ACTOR, AUTHOR, AND ARTIST JAMES FRANCO TURNS THE MIKE (AND HIS CAMERA) ON THE STELLAR YOUNG TALENTS WHO ARE BRINGING HIS ACCLAIMED COLLECTION OF SHORT STORIES TO LIFE ON THE SILVER SCREEN
In his debut book of short stories, published in 2011, James Franco captured the angst-filled and often nihilistic proclivities of bored teenagers working through their impassioned (and hormonal) tendencies.
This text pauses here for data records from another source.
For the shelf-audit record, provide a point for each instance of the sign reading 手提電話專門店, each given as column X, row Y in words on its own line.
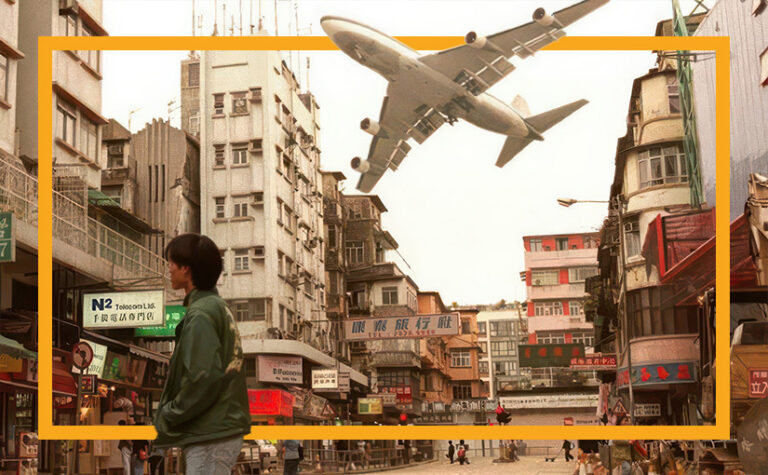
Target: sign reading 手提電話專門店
column 414, row 326
column 143, row 308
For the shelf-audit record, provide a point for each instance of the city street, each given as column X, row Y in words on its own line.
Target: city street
column 531, row 465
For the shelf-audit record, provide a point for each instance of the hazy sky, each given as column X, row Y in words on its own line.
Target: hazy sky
column 458, row 218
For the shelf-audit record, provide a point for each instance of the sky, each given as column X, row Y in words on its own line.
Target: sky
column 459, row 220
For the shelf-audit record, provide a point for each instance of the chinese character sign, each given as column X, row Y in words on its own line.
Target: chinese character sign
column 413, row 326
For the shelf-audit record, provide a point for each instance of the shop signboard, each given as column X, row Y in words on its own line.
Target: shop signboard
column 280, row 369
column 545, row 401
column 7, row 238
column 594, row 362
column 97, row 363
column 647, row 410
column 270, row 402
column 414, row 326
column 550, row 355
column 325, row 379
column 109, row 310
column 173, row 316
column 665, row 373
column 369, row 406
column 758, row 383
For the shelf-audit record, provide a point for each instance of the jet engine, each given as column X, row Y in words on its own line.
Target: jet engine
column 370, row 126
column 540, row 16
column 360, row 165
column 475, row 41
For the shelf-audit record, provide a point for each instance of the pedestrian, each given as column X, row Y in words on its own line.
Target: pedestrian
column 567, row 446
column 292, row 455
column 125, row 448
column 204, row 405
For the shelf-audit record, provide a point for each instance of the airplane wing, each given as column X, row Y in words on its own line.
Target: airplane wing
column 401, row 117
column 479, row 68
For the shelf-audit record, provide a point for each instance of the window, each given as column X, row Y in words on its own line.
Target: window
column 503, row 348
column 88, row 137
column 218, row 104
column 461, row 359
column 673, row 94
column 241, row 259
column 240, row 206
column 545, row 277
column 574, row 307
column 355, row 252
column 462, row 390
column 580, row 274
column 218, row 154
column 239, row 104
column 4, row 68
column 65, row 127
column 650, row 314
column 239, row 153
column 544, row 309
column 194, row 74
column 483, row 367
column 632, row 238
column 658, row 166
column 389, row 296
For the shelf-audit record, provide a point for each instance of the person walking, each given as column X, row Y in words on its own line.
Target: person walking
column 567, row 447
column 291, row 457
column 204, row 405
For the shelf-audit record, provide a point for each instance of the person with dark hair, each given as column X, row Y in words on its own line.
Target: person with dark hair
column 204, row 405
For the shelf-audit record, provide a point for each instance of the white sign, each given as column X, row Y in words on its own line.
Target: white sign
column 124, row 309
column 325, row 379
column 647, row 410
column 414, row 326
column 550, row 400
column 97, row 364
column 280, row 369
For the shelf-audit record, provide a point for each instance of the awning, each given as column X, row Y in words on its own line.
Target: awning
column 150, row 355
column 14, row 349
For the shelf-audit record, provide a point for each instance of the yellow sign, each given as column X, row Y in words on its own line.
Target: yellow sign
column 9, row 364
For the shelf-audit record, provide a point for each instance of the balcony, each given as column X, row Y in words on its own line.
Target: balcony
column 78, row 239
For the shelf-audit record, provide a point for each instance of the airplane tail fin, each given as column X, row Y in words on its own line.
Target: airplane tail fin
column 537, row 124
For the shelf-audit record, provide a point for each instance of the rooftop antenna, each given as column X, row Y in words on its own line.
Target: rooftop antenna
column 215, row 20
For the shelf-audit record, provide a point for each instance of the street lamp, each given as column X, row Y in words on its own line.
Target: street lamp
column 618, row 204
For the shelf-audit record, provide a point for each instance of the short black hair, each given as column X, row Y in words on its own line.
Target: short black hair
column 202, row 256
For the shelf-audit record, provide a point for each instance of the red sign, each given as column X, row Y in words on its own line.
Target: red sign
column 594, row 361
column 270, row 402
column 758, row 383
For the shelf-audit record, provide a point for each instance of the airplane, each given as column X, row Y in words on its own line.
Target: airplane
column 424, row 92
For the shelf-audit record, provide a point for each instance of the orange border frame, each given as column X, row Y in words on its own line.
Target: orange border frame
column 721, row 47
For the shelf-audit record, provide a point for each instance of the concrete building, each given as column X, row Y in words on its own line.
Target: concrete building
column 262, row 203
column 556, row 267
column 746, row 23
column 77, row 119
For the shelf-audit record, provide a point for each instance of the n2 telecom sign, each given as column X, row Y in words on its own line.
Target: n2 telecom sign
column 415, row 326
column 124, row 309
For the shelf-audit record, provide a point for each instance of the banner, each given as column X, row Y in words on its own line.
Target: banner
column 280, row 369
column 414, row 326
column 551, row 355
column 124, row 309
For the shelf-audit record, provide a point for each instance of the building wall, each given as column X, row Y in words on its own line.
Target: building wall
column 749, row 99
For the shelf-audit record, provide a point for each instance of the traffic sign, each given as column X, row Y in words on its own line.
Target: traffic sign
column 82, row 355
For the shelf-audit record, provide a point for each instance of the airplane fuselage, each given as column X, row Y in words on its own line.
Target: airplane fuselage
column 401, row 66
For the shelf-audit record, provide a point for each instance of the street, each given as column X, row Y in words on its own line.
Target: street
column 531, row 465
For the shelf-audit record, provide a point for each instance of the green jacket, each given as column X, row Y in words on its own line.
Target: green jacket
column 205, row 397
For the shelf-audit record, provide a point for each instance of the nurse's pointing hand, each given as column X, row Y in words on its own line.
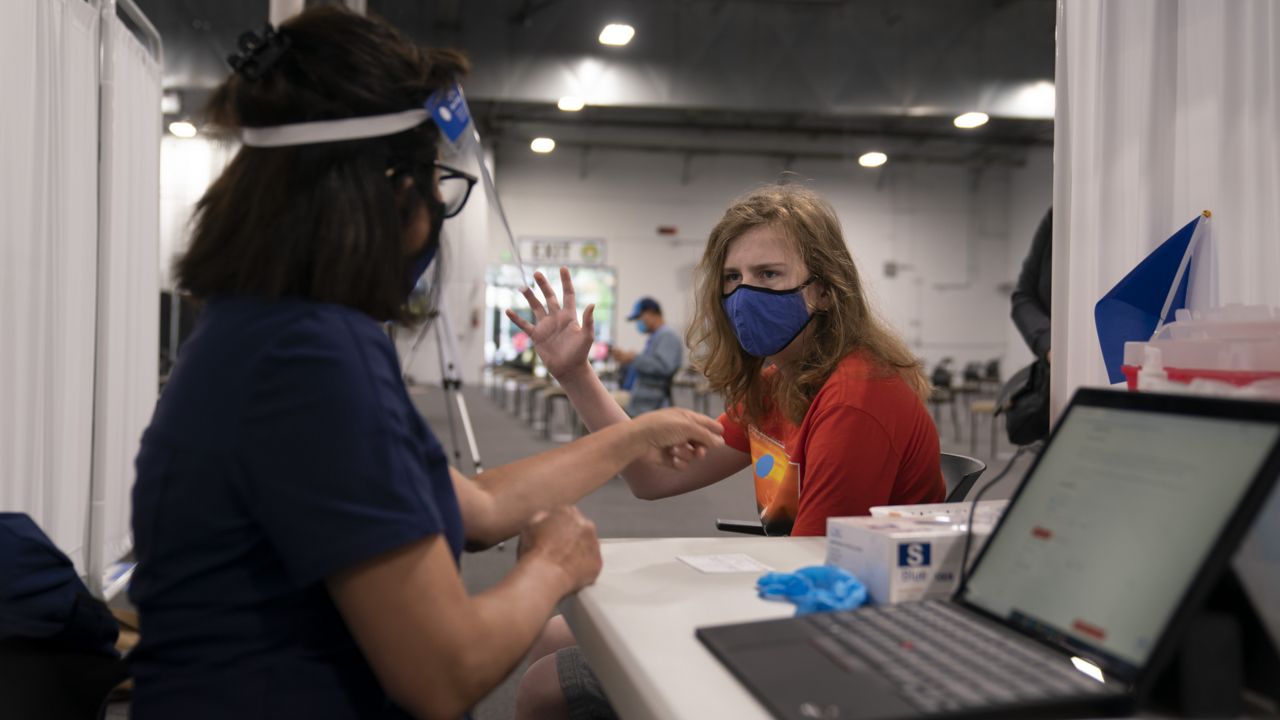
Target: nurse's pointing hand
column 566, row 540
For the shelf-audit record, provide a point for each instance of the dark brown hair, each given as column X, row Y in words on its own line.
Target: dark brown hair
column 321, row 222
column 849, row 323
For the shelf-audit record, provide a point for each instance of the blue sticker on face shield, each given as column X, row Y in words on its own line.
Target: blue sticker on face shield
column 448, row 108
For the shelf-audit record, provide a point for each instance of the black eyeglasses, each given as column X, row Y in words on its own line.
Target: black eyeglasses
column 455, row 185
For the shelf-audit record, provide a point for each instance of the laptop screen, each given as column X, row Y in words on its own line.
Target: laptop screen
column 1119, row 515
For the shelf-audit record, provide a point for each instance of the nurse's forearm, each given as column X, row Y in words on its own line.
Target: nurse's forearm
column 594, row 404
column 499, row 502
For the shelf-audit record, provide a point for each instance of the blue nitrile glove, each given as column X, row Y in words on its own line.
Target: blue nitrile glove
column 818, row 588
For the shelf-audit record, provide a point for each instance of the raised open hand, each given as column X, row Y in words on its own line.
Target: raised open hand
column 558, row 338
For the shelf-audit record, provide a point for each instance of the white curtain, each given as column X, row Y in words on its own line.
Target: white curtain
column 1165, row 108
column 128, row 309
column 48, row 274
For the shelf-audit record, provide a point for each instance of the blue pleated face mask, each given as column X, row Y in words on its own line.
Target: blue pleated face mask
column 767, row 320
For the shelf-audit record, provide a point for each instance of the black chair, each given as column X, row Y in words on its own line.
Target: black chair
column 959, row 473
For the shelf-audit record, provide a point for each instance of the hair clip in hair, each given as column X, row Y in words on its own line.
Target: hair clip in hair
column 257, row 54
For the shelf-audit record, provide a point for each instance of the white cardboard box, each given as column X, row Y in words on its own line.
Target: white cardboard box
column 901, row 559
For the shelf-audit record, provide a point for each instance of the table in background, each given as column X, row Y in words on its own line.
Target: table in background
column 636, row 623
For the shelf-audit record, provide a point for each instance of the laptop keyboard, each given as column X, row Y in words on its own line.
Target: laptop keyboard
column 944, row 660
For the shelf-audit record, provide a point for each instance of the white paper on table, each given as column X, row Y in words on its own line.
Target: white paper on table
column 731, row 563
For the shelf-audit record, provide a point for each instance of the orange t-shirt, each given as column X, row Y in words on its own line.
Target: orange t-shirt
column 867, row 440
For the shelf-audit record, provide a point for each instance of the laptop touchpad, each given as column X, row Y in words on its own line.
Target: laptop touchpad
column 801, row 682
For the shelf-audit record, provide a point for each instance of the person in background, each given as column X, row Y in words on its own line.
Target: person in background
column 1034, row 291
column 297, row 524
column 649, row 373
column 824, row 402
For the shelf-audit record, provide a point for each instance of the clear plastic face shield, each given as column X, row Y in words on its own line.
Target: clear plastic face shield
column 458, row 169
Inspired by his hometown of Palo Alto, California, the tales speak to all of those tension-filled moments that only high schoolers can truly appreciate—getting drunk, making out (with your soccer coach), driving dangerously, breaking hearts, committing vehicular manslaughter, and so forth.
The material being too rich not to develop for film, Franco tapped first-time director Gia Coppola to give Palo Alto its cinematic sheen. Rave reviews would follow this past April at the Tribeca Film Festival. Now, Coppola and Franco (who plays the aforementioned creepy coach) are sure to have a summer hit on their hands, having flawlessly tapped into the cultural zeitgeist. Here, Franco checks in with his fledgling director and well versed castmates Emma Roberts, Jack Kilmer, and Nat Wolff.
GIA COPPOLA, DIRECTOR
James Franco Hi Gia! How do you remember everything coming about?
Gia Coppola You sent me the book Palo Alto and I read it and it just felt right. Something that I was interested in. It was a slow process of you kind of guiding me. Asking me to take the stories that I like and writing them in a script format, and then I started taking those stories and intertwining them into one thing.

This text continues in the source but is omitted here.